WS-Trust is a web service specification that provides extensions to WS-Security. The "Security Token Service" component of WSO2 Carbon enables you to configure the generic STS to issue claim-based security tokens. A claim-based security token is a common way for applications to acquire and authenticate the identity information they need about users inside their organization, in other organizations, and on the Internet. This Security Token Service is capable of issuing SAML 1.1 and SAML 2.0 tokens as recommended in WS-Trust and SAML Web Service Token Profile specifications. One of the main advantages of this STS is the reduced complexity for the web service consumer.

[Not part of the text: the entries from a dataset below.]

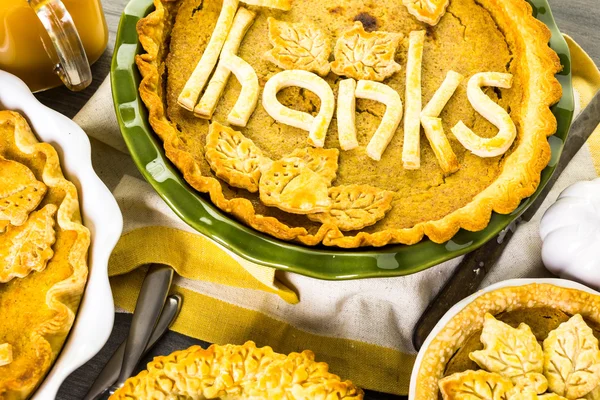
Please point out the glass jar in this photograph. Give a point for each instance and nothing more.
(55, 46)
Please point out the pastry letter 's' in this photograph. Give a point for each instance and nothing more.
(491, 111)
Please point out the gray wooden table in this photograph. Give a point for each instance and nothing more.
(578, 18)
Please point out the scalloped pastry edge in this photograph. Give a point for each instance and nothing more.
(521, 171)
(66, 294)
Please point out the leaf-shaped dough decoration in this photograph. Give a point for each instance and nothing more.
(291, 186)
(355, 207)
(572, 359)
(299, 46)
(366, 55)
(20, 193)
(322, 161)
(473, 385)
(28, 247)
(510, 352)
(233, 157)
(428, 11)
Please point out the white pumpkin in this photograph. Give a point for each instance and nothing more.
(570, 230)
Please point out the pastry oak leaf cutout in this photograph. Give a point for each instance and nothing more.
(234, 158)
(20, 193)
(355, 207)
(366, 55)
(299, 46)
(28, 247)
(512, 353)
(572, 359)
(428, 11)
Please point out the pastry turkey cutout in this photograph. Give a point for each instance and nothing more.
(20, 193)
(428, 11)
(355, 207)
(299, 46)
(572, 359)
(366, 55)
(473, 385)
(28, 247)
(233, 157)
(317, 126)
(290, 185)
(512, 353)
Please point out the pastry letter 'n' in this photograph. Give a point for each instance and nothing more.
(391, 119)
(491, 111)
(196, 83)
(317, 126)
(242, 22)
(411, 151)
(346, 114)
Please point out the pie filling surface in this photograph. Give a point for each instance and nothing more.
(43, 257)
(377, 44)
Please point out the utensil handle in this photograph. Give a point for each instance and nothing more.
(110, 373)
(151, 300)
(67, 51)
(465, 280)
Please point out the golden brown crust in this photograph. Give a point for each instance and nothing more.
(471, 319)
(241, 372)
(63, 297)
(528, 40)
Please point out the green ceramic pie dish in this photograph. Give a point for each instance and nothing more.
(319, 262)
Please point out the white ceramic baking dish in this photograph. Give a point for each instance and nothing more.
(101, 215)
(462, 304)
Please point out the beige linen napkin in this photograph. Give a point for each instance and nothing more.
(362, 328)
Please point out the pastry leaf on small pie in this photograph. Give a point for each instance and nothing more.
(233, 157)
(428, 11)
(293, 187)
(366, 55)
(355, 207)
(299, 46)
(572, 359)
(28, 247)
(473, 385)
(20, 193)
(510, 352)
(322, 161)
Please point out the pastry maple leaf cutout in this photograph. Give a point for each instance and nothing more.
(322, 161)
(28, 247)
(491, 111)
(317, 126)
(472, 385)
(5, 354)
(366, 55)
(512, 353)
(290, 185)
(299, 46)
(355, 207)
(20, 193)
(572, 359)
(428, 11)
(233, 157)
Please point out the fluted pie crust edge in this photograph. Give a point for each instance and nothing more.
(471, 318)
(528, 39)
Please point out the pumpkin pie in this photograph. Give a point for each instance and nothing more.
(432, 134)
(43, 253)
(237, 372)
(532, 341)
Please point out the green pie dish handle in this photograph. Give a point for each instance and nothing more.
(318, 262)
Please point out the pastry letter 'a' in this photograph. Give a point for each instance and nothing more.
(317, 126)
(196, 83)
(242, 22)
(491, 111)
(391, 119)
(411, 151)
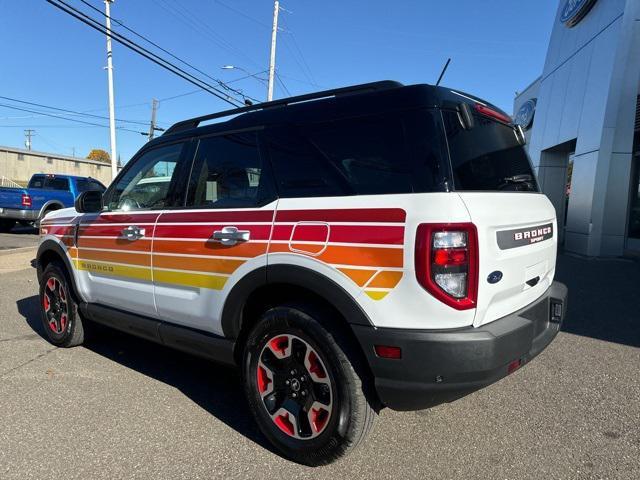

The WSDL of this service can be accessed by clicking this URL:
https://(hostname):(port)/services/wso2carbon-sts?wsdl. For instance, with the default configuration, the URL is
Both SAML 1.1 and SAML 2.0 token types are supported by default. The issued token type is decided based on the type of token defined in the RST (Request Security Token). Currently, the Bearer Subject Confirmation and Holder-Of-Key subject confirmation methods are both supported. With Holder-Of-Key, both Symmetric and Asymmetric key types are supported. You can obtain tokens containing claims that hold certain information about the subject. These claims can be extracted from the profiles or through custom claim callbacks which can be registered to the Carbon runtime.